Considering the above results, the following propositions were presented by experts, who were questioned in this research:
1) Some specialized teams of staff should be arranged at the ministry level in the ministry of defense and ministry of health and medical education to extend and emerge IT and HISs at hospitals.
2) The HIS requirements should be extracted in line with EMRAM expectations and then shared with stakeholders in this area.
3) A clear framework and related regulations should be defined in accordance with EMRAM expectations to follow IT experts in this area.
4) Educated and professional IT human resources should be employed at the hospitals.
5) There are some ambiguous regulations in this area in the country. These regulations should be defined clearly and then force the hospital managers to adhere.

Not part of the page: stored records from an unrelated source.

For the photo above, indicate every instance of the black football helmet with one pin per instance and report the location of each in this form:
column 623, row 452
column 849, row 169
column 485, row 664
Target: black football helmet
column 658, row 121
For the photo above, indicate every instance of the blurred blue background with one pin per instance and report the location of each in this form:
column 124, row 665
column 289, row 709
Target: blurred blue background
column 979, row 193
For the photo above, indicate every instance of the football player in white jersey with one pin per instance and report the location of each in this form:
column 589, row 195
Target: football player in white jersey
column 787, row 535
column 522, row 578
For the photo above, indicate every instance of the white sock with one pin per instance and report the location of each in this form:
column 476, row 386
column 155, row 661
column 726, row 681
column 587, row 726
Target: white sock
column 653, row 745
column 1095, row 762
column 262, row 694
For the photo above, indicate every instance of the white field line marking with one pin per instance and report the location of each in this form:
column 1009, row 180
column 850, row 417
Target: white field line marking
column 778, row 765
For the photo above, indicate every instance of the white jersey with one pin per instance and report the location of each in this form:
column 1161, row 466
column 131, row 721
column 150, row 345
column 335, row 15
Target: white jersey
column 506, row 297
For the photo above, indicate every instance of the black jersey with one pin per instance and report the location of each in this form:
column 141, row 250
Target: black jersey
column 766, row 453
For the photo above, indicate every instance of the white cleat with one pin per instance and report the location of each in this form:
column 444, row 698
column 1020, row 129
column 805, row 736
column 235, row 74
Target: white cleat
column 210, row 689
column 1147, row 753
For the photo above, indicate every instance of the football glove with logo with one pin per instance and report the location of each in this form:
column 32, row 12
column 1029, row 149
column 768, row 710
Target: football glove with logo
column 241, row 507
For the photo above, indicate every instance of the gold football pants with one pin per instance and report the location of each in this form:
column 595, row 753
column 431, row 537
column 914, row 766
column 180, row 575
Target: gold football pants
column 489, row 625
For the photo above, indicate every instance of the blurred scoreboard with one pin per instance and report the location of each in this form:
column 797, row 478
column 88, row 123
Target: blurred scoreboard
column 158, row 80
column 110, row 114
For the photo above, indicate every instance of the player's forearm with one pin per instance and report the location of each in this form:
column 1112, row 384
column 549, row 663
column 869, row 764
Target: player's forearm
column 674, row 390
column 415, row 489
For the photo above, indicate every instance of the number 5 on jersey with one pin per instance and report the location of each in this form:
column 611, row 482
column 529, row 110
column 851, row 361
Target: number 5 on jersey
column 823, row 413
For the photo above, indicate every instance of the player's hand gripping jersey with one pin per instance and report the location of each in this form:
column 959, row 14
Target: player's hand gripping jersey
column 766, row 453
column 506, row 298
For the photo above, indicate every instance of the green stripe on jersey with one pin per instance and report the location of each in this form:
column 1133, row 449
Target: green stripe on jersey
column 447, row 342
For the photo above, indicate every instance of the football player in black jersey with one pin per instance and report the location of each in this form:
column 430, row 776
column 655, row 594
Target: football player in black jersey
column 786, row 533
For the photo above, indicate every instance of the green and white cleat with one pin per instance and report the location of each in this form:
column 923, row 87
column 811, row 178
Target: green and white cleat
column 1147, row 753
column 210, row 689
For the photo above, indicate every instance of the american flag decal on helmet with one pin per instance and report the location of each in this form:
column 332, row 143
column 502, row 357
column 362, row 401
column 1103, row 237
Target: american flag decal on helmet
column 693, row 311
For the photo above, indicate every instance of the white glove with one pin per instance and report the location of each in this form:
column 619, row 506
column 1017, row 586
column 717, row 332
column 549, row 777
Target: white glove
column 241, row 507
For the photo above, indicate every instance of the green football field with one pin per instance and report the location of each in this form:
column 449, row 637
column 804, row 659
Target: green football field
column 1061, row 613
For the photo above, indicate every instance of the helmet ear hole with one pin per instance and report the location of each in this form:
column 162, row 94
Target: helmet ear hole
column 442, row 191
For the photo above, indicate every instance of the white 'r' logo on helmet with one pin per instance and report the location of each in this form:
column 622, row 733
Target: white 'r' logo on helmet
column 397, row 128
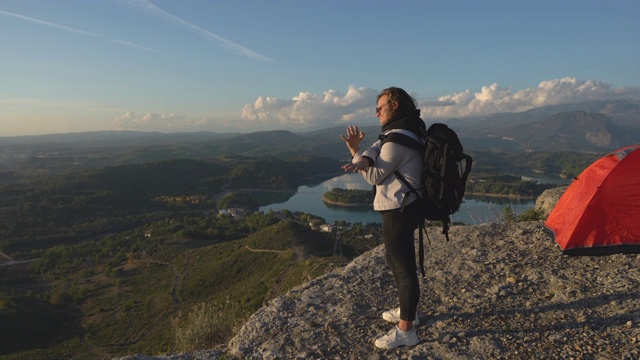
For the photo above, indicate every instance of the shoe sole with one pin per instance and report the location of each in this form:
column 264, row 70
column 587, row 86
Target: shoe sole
column 392, row 319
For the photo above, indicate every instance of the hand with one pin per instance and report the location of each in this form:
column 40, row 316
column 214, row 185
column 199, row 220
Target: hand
column 363, row 164
column 353, row 138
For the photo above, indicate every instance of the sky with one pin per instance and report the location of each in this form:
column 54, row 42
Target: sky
column 245, row 66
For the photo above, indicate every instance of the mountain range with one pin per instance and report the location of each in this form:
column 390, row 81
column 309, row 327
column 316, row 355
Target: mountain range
column 592, row 127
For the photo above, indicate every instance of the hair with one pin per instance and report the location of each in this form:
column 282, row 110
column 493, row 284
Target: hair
column 405, row 102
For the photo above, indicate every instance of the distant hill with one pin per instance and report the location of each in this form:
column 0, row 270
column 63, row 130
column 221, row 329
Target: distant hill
column 493, row 132
column 598, row 126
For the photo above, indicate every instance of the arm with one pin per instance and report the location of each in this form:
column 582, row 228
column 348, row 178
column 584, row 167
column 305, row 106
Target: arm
column 352, row 139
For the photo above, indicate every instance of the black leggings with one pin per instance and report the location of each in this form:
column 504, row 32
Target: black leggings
column 398, row 234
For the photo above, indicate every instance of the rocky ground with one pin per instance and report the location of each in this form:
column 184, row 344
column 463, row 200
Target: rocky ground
column 495, row 291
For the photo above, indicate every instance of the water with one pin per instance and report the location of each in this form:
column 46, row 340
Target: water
column 308, row 199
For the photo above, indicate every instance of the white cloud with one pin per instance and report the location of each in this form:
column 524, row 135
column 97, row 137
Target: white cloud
column 149, row 121
column 357, row 104
column 308, row 109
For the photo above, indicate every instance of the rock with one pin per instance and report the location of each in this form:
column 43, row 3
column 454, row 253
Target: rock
column 548, row 199
column 522, row 299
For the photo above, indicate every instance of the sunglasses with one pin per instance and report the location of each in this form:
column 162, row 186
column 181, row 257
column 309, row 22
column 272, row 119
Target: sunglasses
column 379, row 108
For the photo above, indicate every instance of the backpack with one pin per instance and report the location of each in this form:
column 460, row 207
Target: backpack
column 444, row 176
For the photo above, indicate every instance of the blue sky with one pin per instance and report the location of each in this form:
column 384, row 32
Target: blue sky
column 227, row 66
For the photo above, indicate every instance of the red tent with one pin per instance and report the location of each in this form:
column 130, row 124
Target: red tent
column 599, row 213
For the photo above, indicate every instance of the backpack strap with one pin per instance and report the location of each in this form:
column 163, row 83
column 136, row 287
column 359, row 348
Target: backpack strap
column 421, row 225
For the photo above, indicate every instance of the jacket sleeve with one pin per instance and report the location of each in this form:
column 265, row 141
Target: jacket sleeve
column 391, row 157
column 371, row 153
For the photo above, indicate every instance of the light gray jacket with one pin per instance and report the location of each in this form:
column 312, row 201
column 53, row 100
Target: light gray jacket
column 387, row 158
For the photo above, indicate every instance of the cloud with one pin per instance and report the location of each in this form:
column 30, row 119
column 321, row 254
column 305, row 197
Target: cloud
column 149, row 121
column 356, row 106
column 77, row 31
column 150, row 8
column 307, row 109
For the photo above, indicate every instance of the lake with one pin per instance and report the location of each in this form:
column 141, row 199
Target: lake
column 308, row 199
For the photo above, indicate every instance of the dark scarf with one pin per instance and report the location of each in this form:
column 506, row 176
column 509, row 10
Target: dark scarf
column 407, row 121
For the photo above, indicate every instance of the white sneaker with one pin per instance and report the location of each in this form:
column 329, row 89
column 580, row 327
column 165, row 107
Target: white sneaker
column 393, row 316
column 397, row 337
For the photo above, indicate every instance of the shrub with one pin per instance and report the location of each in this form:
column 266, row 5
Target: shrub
column 531, row 215
column 205, row 326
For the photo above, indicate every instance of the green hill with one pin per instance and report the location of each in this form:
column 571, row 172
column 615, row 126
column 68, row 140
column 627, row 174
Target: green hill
column 111, row 309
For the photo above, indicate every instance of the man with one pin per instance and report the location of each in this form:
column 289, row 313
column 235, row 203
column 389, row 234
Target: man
column 399, row 149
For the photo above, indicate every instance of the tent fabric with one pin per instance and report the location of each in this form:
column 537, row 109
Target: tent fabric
column 599, row 213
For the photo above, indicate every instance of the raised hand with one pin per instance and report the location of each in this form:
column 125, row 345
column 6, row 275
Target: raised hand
column 353, row 138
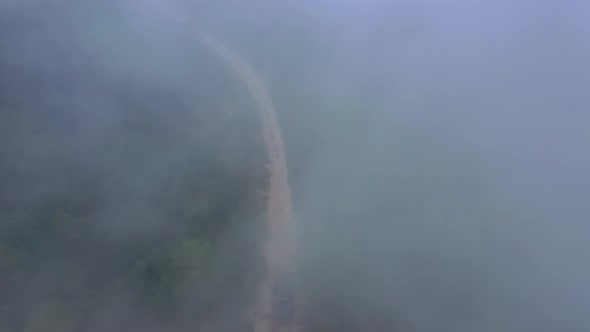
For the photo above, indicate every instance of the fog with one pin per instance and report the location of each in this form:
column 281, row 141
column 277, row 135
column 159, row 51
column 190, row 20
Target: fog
column 437, row 150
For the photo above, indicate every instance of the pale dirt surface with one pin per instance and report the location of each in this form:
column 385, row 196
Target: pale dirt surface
column 280, row 247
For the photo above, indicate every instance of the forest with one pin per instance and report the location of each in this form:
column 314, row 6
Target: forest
column 437, row 160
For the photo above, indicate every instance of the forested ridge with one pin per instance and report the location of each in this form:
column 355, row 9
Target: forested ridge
column 437, row 158
column 129, row 200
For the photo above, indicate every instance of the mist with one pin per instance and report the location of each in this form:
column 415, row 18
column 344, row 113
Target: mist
column 437, row 153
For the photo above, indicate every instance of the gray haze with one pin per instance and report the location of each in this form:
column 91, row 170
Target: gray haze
column 438, row 150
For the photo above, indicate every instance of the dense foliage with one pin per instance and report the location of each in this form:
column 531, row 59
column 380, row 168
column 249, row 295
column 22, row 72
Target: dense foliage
column 131, row 194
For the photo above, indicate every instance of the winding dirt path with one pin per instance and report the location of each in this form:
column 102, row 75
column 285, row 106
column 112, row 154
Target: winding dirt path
column 280, row 247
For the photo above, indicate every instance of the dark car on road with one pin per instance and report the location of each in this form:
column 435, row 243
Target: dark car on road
column 283, row 302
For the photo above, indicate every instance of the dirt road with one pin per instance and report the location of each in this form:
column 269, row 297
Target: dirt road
column 280, row 247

However, more researches are needed to develop a comprehensive view of HIS maturity of other Iranian hospital provinces. The healthcare system of Iranian military is not an exception and the same issues are faced there. The HIS has a growing importance in hospitals management in the Iranian military healthcare system. The analysis of 2 military hospital showed the incremental use of different HISs in these hospitals same as other civilian hospitals, particularly governmental hospitals. The existence of different HIS providers warns the possibility of diversity on HIS development approaches at these hospitals. This is a fact that could extend to other military and civilian hospitals, as well. It is believed that the lack of strategic plan for the entire military healthcare system along with lack of professional experts, proper training, excellent HIS system, and inability of external parties to equip them with digital facilities have hampered progression of HIS systems at military hospitals. However, more research is needed to investigate the military hospitals of Iran due to the fact that 2 different types of military along with police health care systems are operating and serving their employees and staff. For this research, the researchers were not able to enter these 3 types of military health care systems yet other researchers could enter the other military health care systems to come up with a more complete view of HIS maturity in the Iranian military health care system.
It is notable that the use of EMRAM in this context will let chief information officers (CIOs) and top managers design a proper and well-defined strategy for HIS development and enhancement in military and civilian hospitals. However, to compensate for the use of immature HIS in military and civilian hospitals, some solutions were provided.